N, D_in, H, D_out = 64, 1000, 100, 10

# Create random Tensors to hold input and outputs.
x = torch.randn(N, D_in, device=device, dtype=dtype)
y = torch.randn(N, D_out, device=device, dtype=dtype)

# Create random Tensors for weights.
w1 = torch.randn(D_in, H, device=device, dtype=dtype, requires_grad=True)
w2 = torch.randn(H, D_out, device=device, dtype=dtype, requires_grad=True)

learning_rate = 1e-6
for t in range(500):
    # To apply our Function, we use Function.apply method. We alias this as 'relu'.
    relu = MyReLU.apply

    # Forward pass: compute predicted y using operations; we compute
    # ReLU using our custom autograd operation.
    y_pred = relu(x.mm(w1)).mm(w2)

    # Compute and print loss
    loss = (y_pred - y).pow(2).sum()
    print(t, loss.item())

    # Use autograd to compute the backward pass.
    loss.backward()

    # Update weights using gradient descent
    with torch.no_grad():
        w1 -= learning_rate * w1.grad
        w2 -= learning_rate * w2.grad

        # Manually zero the gradients after updating weights
        w1.grad.zero_()
        w2.grad.zero_()

TensorFlow: Static Graphs

PyTorch的autograd看起来和Tensorflow很像：两个框架都定义了计算图，并使用了自动微分来计算梯度。PyTorch和TensorFlow最大的不同在于，TensorFlow使用的是静态图，而PyTorch使用动态图。

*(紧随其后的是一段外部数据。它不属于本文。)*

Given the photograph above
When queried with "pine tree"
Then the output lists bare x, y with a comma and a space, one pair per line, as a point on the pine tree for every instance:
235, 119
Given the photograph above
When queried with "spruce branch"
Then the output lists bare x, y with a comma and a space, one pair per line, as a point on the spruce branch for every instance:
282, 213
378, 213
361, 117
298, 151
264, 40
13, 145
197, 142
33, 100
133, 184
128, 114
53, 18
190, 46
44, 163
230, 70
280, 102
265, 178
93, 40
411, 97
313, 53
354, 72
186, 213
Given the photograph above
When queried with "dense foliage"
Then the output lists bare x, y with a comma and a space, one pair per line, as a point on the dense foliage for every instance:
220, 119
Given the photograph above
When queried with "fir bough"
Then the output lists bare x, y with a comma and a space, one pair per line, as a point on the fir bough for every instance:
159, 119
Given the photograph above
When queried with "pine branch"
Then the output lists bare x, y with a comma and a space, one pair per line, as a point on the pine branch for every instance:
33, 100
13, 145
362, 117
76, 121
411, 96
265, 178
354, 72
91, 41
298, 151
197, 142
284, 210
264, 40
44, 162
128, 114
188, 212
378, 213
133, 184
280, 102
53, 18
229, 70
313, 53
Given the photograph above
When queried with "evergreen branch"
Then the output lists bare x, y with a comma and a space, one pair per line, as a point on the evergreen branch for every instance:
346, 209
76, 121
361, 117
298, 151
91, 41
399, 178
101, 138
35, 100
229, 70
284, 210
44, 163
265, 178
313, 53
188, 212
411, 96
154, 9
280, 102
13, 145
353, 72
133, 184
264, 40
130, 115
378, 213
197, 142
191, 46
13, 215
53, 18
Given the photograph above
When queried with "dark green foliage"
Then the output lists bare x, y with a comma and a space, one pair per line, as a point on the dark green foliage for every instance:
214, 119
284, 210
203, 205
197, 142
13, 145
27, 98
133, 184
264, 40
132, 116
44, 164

在TensorFlow中，我们只定义一次计算图，之后重复执行这个计算图，每次计算时可能使用不同的输入数据。在PyTorch中，每一次forward都定义了一个新的计算图。

静态图很好，因为可以事先进行优化。例如，一个框架可能决定融合一些图相关的操作以提高效率，或者使用一种策略来让图在多块GPU或多个机器上进行分布式操作。如果重复使用同一张图，那么代价比较高的前期优化可以被分摊，因为相同的图会被反复运行。

静态图和动态图的一个不同的方面是控制流。对于某些模型来说，我们希望它能为每一个数据点做不同的计算。例如，可能为了针对每个数据点的不同时间步而展开循环神经网络，这个展开操作可以通过循环语句实现。在静态图中，这种循环结构是图的一部分，因此，TensorFlow提供了像tf.scan这样的操作来将循环嵌入到图里。使用动态图的话，这将变得很简单，因为我们为每个实例动态的构建图，我们可以使用常规的流程控制来对每一个输入完成不同的计算。

nn module

PyTorch: nn

计算图和autograd对于定义复杂运算和自动求导是非常有用的，然而对于一个大型神经网络来说，直接使用autograd未免太低级了。

当构建神经网络时，我们经常想把计算都当成是层(layers)，其中那些带有可学习的参数的层在训练过程中是可以被优化的。

在TensorFlow里，像Keras、TensorFlow-Slim和TFLearn这些包都提供了基于计算图的高级抽象，这对构建神经网络来说是非常有用的。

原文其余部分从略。